Are mass shooting fatalities becoming the new car accidents of media coverage? So routine that they couldn’t possibly all be reported? We have all watched the shaky helicopter footage that captures SWAT teams with weapons drawn as students pour out of classroom exits with hands over their heads. The hours of coverage spent on the ground at these scenes just waiting for new information to be released. This type of coverage simply isn’t prevalent anymore, but it’s not because mass shootings have declined.
This generation of students and those in the foreseeable future will sit with the fear of an attack.

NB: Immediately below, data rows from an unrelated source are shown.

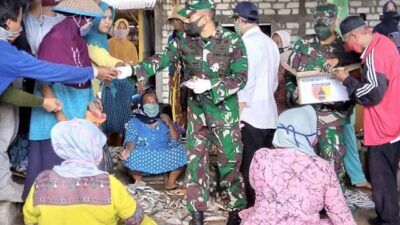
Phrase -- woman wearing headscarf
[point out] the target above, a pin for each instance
(282, 40)
(80, 193)
(292, 183)
(39, 20)
(390, 19)
(116, 96)
(64, 44)
(153, 145)
(120, 46)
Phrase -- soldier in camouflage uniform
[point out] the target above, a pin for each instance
(215, 67)
(324, 51)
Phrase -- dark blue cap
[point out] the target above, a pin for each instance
(247, 11)
(351, 23)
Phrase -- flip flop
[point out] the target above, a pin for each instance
(176, 191)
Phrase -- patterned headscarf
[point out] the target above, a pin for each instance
(95, 37)
(297, 130)
(80, 143)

Some would argue that media attention contributes to copycat attacks. In the El Paso shooting, media coverage granted increased visibility to the shooter Patrick Crusius and his white supremacist manifesto. Had he not turned to bloodshed, his manifesto would not have reached the national audience that it did. It’s impossible to know what implications the manifesto may have had on a similarly radicalized mind, or what effects may still be brewing.
The actions of the media around shootings may seem unimportant, but decreasing coverage causes concern that as a society, these acts of violence are becoming normalized. I’m certainly guilty of seeing a headline and simply thinking “Oh, another school shooting” before moving on with my day. The next step after normalizing these acts would be to accept them, instead of finding solutions to actively prevent them.
This generation of students and those in the foreseeable future will sit with the fear of an attack. They will look over their shoulders at the library, and actively scan for exits at the movie theater. Between the routine active shooter drills throughout school and the regularity in which the violence is occurring, the subject is married to our subconscious.
I can only take inventory of how growing up alongside this threat has impacted me and my peers. It is crucial that we continue to talk about the toll this violent climate will take over time, rather than allow it to become the norm. I hope that in the future, kids are afforded the privilege to simply be kids again.